The Mass Propers of the Chair of St Peter were expertly sung by Ronan and friends, as was the Ordinary of the Mass (Mass IV and the little-used Credo V), all sensitively accompanied by Stephen Smith on the church’s recently-installed organ. His Grace preached, and, the sacred mysteries consummated and received, Fr Prior gave a speech of thanks after the Last Gospel, before a final Sub tuum at the Lady Altar together with prayer to St Joseph and invocations of St Mary of the Cross, secondary patroness of the new monastery, and of St Patrick, titular of the church. The morning liturgy lasted an hour and forty minutes all told.
We decamped to the Colebrook Hall for luncheon, where all and sundry had a great time catching up, toasting the foundation and delighting in such a joyful day.
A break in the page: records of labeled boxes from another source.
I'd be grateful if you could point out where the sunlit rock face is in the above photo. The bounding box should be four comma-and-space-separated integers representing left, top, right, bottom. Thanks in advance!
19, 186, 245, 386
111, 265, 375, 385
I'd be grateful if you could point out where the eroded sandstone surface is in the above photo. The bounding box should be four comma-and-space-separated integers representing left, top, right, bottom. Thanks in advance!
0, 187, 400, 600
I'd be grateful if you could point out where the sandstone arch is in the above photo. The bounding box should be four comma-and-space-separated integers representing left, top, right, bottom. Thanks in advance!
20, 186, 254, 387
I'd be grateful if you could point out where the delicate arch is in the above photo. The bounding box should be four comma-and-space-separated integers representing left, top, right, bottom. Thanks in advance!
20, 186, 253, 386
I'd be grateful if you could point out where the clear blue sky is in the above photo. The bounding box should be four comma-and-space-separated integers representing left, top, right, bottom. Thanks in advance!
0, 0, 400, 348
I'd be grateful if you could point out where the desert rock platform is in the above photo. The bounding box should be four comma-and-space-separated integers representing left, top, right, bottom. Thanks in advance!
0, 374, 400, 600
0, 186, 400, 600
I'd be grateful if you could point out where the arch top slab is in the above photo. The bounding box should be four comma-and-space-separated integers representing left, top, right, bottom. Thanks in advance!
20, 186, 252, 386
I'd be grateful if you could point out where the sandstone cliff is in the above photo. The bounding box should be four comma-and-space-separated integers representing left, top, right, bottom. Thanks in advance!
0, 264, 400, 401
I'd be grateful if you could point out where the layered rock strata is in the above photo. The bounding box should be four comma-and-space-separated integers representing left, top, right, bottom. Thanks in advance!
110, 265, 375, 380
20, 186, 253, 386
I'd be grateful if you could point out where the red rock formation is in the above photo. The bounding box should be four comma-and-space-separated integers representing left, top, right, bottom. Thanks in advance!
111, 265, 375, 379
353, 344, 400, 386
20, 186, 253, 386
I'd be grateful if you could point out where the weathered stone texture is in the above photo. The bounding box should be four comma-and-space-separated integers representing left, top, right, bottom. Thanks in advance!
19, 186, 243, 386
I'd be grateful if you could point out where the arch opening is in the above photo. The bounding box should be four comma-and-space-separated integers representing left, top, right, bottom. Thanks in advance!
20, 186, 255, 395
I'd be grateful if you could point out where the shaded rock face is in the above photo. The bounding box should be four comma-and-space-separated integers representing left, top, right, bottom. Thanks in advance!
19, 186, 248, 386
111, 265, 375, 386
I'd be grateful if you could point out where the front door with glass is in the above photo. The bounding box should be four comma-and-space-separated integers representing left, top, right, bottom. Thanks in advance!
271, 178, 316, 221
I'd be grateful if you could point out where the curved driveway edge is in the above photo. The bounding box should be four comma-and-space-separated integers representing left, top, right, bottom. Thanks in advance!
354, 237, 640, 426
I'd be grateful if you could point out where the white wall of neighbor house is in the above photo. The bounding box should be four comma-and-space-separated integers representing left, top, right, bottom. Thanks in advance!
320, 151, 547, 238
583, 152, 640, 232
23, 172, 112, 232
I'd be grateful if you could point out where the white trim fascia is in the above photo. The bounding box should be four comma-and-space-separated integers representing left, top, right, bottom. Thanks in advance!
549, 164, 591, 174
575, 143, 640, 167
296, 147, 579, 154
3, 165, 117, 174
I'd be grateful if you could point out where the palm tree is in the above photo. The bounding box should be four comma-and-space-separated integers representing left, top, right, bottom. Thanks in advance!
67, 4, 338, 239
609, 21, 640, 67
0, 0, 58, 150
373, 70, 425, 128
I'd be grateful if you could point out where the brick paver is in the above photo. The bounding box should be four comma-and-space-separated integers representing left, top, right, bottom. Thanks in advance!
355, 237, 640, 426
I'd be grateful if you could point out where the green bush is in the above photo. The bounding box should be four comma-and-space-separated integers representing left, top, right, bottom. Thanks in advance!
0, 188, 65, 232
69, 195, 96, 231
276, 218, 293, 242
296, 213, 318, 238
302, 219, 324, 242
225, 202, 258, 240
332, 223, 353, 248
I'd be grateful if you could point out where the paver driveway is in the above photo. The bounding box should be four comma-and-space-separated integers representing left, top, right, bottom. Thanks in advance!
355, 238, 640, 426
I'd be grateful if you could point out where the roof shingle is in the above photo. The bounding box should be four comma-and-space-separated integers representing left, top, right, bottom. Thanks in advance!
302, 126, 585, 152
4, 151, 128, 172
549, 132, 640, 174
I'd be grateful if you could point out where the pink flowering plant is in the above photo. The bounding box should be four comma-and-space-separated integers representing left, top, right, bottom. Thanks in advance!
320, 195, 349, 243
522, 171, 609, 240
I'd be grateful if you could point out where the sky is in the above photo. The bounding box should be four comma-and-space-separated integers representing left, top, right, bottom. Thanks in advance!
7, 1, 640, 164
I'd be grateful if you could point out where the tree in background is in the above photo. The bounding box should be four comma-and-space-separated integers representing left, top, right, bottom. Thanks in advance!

Afterwards, I had time to stroll around the little township before returning to church for Solemn Vespers (again expertly sung, lasting about 35 minutes) followed by Benediction (at exposition, Jesu dulcis memoria, then silent adoration, the usual Tantum ergo &c. before the blessing, the Divine Praises afterward, and at reposition the Benedictine Te decet laus), concluding at 5:30 pm.
After final farewells, I set off for home at six o’clock, and got back by eight. A wonderful day!